JawaPos.com – Ganda putra Indonesia terus menunjukkan tren positif. Setelah Fajar Alfian/M. Shohibul Fikri menjuarai Japan Open dan China Open, kini giliran Leo Rolly Carnando/Daniel Marthin yang naik podium tertinggi.
Leo/Daniel menjadi juara Taipei Open 2026 setelah mengalahkan pasangan Malaysia Aaron Chia/Aaron Tai pada final di Taipei Arena, Minggu (2/8). Mereka menang dua gim langsung dengan skor 23-21, 21-19.
Gelar tersebut menjadi yang kedua bagi Leo/Daniel sepanjang musim 2026. Sebelumnya, mereka juga menjadi kampiun Thailand Open 2026 usai mengalahkan pasangan India Chirag Shetty/Satwiksairaj Rankireddy 21-12, 25-23 pada partai final.
Dua gelar itu menjadi sinyal kebangkitan Leo/Daniel setelah sempat menjalani periode yang kurang konsisten di sejumlah turnamen BWF World Tour.
Seusai menjuarai Thailand Open, mereka gagal melangkah jauh dalam empat turnamen beruntun. Di Malaysia Masters 2026, Leo/Daniel langsung tersingkir pada babak 32 besar setelah kalah dari pasangan Tiongkok Lin Xiangyi/Hu Keyuan dengan skor 19-21, 21-13, 15-21.
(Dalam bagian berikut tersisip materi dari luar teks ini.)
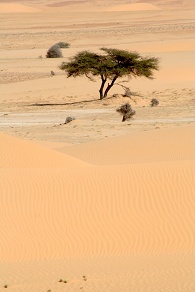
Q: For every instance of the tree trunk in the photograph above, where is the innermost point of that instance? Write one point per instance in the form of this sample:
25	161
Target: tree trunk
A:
102	87
109	86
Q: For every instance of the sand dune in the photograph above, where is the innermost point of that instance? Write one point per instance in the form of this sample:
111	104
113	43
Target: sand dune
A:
120	209
15	153
134	6
17	8
164	145
135	209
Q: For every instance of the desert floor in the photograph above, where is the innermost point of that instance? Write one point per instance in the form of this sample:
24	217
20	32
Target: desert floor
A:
101	204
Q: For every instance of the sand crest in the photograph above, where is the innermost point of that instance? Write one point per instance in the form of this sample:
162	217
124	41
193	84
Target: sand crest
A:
17	8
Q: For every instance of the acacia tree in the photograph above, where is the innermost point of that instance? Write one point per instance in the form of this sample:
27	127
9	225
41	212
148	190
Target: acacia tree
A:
110	66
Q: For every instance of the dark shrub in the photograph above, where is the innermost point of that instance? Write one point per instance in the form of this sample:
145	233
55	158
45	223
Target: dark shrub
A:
63	45
54	52
154	102
126	111
69	119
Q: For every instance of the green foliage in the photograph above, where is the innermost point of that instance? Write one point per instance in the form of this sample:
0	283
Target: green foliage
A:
54	52
63	45
110	65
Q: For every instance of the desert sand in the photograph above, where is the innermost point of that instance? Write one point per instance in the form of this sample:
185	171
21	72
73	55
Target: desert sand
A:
96	204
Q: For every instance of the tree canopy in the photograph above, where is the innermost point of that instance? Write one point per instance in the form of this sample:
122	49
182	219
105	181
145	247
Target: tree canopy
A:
110	65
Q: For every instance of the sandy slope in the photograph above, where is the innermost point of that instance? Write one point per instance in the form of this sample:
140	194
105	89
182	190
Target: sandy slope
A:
119	210
17	8
140	209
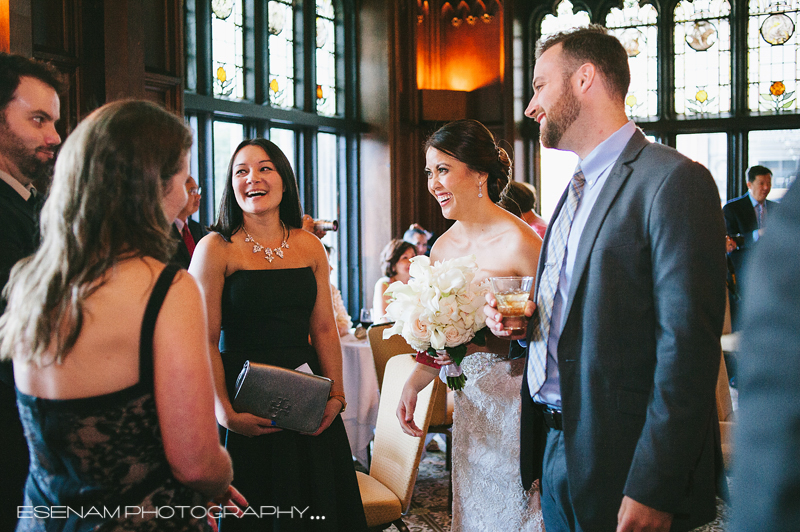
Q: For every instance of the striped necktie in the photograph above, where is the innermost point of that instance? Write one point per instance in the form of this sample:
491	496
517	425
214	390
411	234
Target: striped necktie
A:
548	284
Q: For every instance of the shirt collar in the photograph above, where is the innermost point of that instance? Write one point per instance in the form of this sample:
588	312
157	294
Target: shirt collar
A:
21	189
752	199
606	153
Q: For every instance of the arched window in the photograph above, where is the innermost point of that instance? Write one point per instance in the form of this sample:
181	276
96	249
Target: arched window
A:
637	28
702	56
227	49
282	85
772	56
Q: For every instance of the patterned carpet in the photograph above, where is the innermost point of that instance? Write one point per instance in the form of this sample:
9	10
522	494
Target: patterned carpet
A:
429	511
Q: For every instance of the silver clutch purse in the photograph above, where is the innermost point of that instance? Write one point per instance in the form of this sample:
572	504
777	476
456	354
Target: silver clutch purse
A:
292	399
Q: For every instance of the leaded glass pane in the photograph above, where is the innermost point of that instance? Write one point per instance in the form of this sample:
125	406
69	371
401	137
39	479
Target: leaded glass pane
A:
227	135
636	27
284	139
564	19
227	48
326	58
778	150
710	150
773	70
281	53
556	166
327	200
702	57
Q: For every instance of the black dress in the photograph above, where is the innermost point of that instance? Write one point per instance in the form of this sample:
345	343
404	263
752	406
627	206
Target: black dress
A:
98	463
292	481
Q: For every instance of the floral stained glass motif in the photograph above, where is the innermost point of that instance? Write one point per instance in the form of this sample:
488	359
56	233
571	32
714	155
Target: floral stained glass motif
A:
281	53
636	27
702	57
326	58
773	52
564	19
227	49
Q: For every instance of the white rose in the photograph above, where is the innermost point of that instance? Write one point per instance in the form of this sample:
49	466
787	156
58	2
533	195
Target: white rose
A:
452	337
437	338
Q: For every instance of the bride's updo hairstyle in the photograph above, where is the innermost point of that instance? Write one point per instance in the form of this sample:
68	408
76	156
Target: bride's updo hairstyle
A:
473	144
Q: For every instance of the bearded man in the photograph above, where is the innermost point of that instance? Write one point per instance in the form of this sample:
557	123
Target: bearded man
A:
29	109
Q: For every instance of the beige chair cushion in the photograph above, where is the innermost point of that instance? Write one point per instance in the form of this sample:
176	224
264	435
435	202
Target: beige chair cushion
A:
380	504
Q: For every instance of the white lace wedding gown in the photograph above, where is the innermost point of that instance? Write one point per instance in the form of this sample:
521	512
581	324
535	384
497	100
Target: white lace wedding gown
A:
487	489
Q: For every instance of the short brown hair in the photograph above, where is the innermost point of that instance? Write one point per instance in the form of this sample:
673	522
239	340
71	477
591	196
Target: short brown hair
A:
593	44
391	254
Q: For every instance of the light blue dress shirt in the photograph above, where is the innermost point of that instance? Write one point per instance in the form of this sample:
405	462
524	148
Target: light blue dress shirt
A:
596	167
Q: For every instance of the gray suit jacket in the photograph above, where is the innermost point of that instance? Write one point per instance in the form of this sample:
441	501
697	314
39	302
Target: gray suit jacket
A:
767	430
639	352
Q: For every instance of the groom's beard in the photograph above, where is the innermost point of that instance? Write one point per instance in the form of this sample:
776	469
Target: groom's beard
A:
26	159
558	119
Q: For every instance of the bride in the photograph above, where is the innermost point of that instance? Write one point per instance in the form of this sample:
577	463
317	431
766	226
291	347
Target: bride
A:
466	172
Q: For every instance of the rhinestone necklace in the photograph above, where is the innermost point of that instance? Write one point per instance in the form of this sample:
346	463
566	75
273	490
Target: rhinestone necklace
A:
269	253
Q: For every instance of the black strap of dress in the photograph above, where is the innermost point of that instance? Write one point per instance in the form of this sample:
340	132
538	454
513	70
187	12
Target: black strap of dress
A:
149	323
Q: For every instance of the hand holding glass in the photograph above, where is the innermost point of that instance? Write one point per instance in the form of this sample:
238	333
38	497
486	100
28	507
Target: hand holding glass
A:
511	294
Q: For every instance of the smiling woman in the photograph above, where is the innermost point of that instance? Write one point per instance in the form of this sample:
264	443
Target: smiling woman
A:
267	291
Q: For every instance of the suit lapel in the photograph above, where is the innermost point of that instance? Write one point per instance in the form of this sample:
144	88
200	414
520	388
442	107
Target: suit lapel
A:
614	183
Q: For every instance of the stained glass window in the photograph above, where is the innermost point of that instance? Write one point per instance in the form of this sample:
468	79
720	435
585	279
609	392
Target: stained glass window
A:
227	48
563	20
326	58
772	56
636	27
702	57
281	53
284	139
327	184
557	166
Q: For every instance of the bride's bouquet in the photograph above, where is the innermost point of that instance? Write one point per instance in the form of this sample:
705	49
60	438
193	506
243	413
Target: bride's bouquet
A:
440	309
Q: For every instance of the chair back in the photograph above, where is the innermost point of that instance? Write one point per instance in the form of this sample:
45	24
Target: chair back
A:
395	454
383	350
724	402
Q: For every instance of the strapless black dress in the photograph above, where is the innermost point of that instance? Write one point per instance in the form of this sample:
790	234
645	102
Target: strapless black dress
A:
292	481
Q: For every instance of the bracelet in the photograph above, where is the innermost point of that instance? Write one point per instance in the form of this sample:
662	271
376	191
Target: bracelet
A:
339	397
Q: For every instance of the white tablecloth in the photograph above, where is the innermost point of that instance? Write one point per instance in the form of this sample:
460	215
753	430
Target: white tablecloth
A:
361	390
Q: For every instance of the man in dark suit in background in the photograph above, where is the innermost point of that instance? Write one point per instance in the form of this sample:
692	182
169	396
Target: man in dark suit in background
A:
765	466
619	415
745	220
185	230
29	109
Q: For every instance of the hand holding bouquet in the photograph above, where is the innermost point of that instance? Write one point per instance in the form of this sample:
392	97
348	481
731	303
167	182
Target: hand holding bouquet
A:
441	308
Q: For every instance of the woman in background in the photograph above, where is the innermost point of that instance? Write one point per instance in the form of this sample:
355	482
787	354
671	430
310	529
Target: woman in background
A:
267	290
395	262
113	376
519	199
466	173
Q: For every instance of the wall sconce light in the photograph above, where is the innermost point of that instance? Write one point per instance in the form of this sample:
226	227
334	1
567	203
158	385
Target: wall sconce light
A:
457	12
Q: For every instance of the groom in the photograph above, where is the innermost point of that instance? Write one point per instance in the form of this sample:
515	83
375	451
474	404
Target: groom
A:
618	401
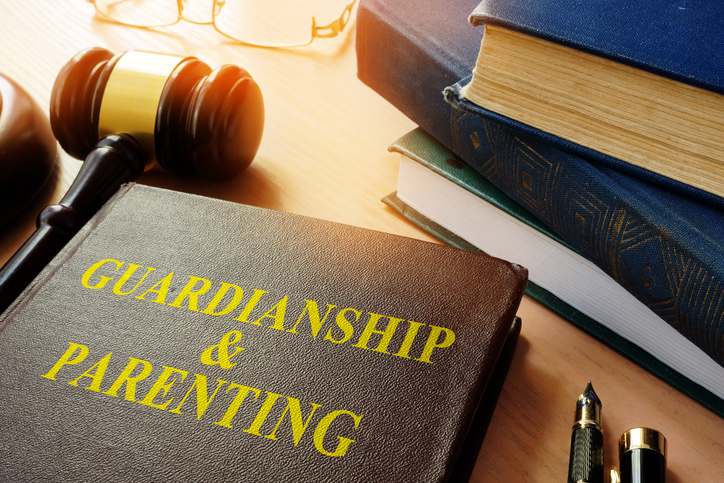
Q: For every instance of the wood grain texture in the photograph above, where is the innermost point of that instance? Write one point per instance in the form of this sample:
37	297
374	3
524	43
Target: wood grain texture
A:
324	154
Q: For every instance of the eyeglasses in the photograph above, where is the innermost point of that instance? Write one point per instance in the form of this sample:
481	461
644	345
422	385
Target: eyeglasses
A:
264	23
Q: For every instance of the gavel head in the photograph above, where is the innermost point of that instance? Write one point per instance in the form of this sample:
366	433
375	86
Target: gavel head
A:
187	117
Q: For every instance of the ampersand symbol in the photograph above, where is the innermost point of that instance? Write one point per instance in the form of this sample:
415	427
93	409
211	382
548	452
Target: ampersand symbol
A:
222	351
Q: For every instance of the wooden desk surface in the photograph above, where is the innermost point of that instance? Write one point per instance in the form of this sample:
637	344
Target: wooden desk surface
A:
324	155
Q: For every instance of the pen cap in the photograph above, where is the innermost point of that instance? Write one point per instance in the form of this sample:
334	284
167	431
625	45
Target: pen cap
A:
642	456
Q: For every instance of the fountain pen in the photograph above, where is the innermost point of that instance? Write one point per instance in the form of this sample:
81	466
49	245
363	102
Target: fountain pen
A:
586	460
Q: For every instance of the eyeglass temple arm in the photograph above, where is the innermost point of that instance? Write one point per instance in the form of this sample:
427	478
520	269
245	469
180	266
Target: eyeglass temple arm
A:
334	28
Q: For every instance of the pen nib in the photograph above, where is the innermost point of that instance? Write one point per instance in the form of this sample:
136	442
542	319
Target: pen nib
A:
588	409
590	395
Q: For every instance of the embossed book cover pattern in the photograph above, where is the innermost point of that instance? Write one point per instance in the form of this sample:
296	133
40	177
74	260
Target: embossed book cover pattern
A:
179	337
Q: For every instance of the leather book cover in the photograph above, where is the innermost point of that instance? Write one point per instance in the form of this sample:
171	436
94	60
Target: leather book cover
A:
178	337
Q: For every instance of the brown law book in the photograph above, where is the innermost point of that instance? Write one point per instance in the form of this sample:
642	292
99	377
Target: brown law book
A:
178	337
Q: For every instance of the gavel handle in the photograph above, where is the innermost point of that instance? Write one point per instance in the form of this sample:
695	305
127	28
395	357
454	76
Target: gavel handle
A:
115	160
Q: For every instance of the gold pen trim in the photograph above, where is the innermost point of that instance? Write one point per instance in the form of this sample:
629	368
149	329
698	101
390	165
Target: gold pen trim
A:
642	438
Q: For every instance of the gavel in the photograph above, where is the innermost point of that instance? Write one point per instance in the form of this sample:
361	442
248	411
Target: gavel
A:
128	113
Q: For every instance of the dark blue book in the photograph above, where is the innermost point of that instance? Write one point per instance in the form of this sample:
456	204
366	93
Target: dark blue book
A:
663	247
636	86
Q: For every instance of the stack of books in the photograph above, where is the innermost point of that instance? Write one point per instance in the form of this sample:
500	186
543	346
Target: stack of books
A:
599	124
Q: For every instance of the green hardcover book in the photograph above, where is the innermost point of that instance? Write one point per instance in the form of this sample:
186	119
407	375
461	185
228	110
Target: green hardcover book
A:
453	202
181	338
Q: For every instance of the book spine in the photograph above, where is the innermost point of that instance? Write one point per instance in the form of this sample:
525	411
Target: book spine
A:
389	57
663	261
648	248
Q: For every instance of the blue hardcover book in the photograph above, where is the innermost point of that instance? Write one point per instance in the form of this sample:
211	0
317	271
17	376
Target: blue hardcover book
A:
635	86
664	248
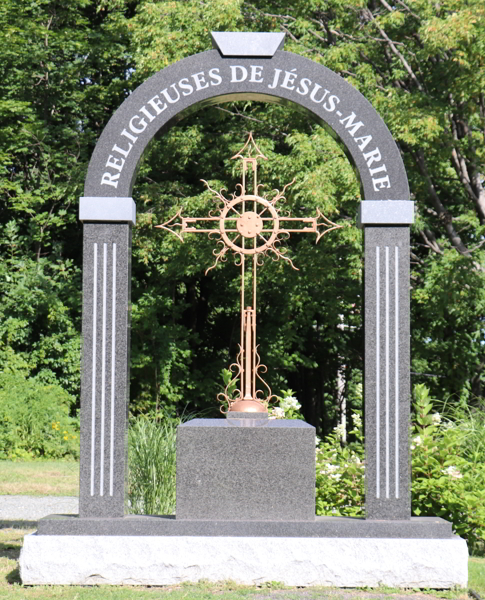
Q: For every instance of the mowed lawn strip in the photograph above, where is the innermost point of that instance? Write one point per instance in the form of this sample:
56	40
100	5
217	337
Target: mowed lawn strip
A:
39	478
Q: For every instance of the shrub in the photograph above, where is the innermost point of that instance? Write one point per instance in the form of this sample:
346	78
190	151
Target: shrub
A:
448	470
151	458
34	419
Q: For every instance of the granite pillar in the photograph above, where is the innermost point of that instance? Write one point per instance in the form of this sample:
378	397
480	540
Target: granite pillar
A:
387	372
105	368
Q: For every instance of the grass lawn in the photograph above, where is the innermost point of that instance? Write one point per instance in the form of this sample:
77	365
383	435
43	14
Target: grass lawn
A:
39	477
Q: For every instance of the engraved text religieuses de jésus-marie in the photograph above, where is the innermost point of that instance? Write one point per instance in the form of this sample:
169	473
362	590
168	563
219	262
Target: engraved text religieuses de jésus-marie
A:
347	124
248	225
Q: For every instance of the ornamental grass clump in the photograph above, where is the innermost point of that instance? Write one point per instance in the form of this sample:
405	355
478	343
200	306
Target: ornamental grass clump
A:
151	458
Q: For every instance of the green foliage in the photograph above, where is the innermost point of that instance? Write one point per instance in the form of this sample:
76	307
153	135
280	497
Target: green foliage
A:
448	469
340	472
66	67
151	457
34	419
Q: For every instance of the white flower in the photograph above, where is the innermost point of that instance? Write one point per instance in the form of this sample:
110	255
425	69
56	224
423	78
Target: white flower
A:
289	403
340	431
357	419
277	413
328	469
452	472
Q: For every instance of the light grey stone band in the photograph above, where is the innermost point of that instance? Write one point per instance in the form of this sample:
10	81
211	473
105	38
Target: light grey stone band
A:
141	560
385	212
247	43
107	209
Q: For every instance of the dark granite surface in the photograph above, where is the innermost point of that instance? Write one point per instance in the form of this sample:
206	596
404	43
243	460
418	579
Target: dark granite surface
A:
387	377
227	470
340	527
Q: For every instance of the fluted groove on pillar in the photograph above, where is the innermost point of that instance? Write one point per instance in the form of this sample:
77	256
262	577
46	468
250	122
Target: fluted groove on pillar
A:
104	389
386	376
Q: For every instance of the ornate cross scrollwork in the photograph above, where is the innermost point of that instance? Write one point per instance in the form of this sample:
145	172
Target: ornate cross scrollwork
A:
248	225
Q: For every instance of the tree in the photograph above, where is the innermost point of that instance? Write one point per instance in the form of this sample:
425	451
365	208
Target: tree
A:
62	73
65	70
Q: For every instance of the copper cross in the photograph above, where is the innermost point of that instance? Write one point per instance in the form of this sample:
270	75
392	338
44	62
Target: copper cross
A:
248	224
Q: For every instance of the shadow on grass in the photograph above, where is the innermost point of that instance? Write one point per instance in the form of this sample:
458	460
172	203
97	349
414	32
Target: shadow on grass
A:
13	577
19	524
10	551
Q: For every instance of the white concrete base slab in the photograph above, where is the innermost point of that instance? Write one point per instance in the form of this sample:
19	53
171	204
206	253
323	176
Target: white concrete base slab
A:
148	560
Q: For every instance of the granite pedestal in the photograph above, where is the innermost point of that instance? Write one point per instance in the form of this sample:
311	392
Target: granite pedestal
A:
246	470
245	487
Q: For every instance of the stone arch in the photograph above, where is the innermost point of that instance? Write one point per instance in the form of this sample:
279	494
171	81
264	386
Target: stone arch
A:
244	66
210	78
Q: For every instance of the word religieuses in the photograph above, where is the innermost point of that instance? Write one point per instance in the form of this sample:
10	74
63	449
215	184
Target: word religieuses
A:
240	74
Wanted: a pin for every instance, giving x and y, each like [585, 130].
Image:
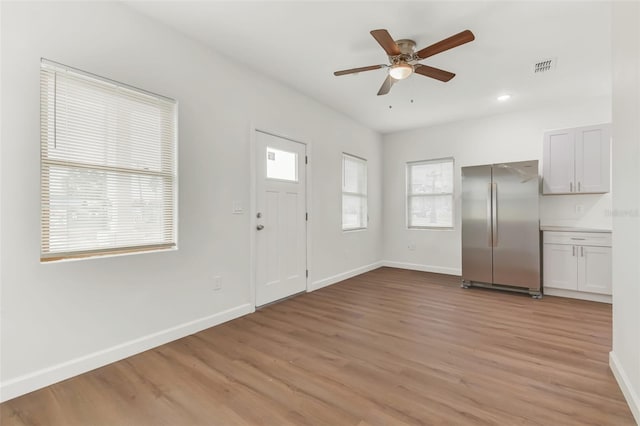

Hasil mengecewakan kembali terjadi di Indonesia Open 2026. Mereka kandas pada babak pertama setelah dikalahkan pasangan Taiwan Yang Po-hsuan/Lee Jhe-huei 16-21, 21-13, 19-21.
Perjalanan Leo/Daniel juga terhenti pada babak 16 besar Australia Open 2026 setelah menyerah kepada pasangan Tiongkok Liang Weikeng/Wang Chang dengan skor 15-21, 18-21.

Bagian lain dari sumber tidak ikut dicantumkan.